An inventor who developed pioneering special effects software in his baby daughter's bedroom "with no experience and no money" has won an Academy Award.

The computer programme Philip McLauchlan helped create 13 years ago has been used in the making of hundreds of Hollywood blockbusters including Harry Potter and Spiderman.

Next month the Epsom man will fly to Beverley Hills to collect an Academy Award at the annual Scientific and Technical Awards Presentation held by the Academy of Motion Picture, Arts and Sciences.

The 48-year-old will receive the award for his work creating the Mocha planar tracking and rotoscoping software, alongside Allan Jaenicke, John-Paul Smith and Ross Shain, at his company Imagineer Systems.

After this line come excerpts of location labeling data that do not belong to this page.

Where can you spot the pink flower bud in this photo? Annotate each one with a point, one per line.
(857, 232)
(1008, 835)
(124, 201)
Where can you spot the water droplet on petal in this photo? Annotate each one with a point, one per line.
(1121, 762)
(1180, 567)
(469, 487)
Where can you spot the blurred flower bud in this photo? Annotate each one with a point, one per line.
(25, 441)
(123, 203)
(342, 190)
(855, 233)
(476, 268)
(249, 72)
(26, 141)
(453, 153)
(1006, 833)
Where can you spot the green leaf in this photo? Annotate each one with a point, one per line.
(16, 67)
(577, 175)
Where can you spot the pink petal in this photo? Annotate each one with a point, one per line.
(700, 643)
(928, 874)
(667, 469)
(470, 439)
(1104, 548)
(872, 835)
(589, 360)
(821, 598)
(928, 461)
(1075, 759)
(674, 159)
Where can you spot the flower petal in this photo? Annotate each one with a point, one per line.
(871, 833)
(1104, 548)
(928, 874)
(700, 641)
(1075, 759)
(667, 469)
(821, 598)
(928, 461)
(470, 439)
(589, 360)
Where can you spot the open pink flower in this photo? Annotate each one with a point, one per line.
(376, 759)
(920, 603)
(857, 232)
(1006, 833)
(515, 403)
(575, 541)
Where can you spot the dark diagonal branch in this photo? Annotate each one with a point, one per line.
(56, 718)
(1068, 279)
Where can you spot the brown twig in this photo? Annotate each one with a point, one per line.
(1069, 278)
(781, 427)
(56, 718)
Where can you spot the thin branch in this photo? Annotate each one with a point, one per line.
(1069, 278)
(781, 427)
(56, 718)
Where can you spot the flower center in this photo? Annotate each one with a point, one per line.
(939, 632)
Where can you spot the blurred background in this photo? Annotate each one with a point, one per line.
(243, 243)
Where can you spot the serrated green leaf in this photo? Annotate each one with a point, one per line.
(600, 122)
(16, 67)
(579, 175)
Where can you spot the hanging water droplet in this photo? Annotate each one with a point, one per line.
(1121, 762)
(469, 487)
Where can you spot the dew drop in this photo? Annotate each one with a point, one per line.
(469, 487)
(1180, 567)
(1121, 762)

The Academy praised the technology for its "effectiveness and ease of use" which has "resulted in widespread adoption of the software in the visual effects industry".

Explaining what the software does, Mr Maclauchlan said: "We looked at the problem of placing a special effect, like creating a fire in the background, on an image without it appearing on the character in front of it.

"You want the effect in certain parts of the image, but not the whole image.

"To do this, you draw an outline around the character, but in the next frame when the character moves you need to draw the outline again and each time it takes 10 to 20 minutes to draw it.

"The Mocha planar tracking reduces the time it takes because you only have to draw the outline once."

The software, which was released in 2001, has been built into the Abode creative suite used in film production and has been used on hits such as Harry Potter and the Deathly Hallows, Black Swan and Green Hornet.

Mr McLauchlan, who worked as a lecturer in computer vision at the University of Surrey, started Imagineer Systems with Mr Jaenicke in 1999 - "with no experience and no money in a bedroom shared with my first daughter who was born that year".

He said: "Allan and I shared a room with my first daughter who was born in 1999. So instead of a ‘garage start-up’ like Google, Dell or Apple, we were a bedroom start-up.

"I guess we haven’t made billions like them, but then they haven’t won any Academy Awards."

"Imagineer Systems has been successful but we didn’t become millionaires so to get this recognition from the industry shows that we have had an effect.

"Lots of people are using the ideas we developed back in 1999 and that’s amazing."

"When we watched programmes 20 years ago we thought the special effects were great and now they look tacky.

"Now we can create these effects seamlessly and make them look so realistic."

"It was the idea of working with images which I have always found fascinating. We look around and interpret the world so easily because of our eyes. The challenge is allowing computer or robots to see."

Mr Maclauchlan now works for Mirriad which creates digital product placement for film, television programmes and online videos.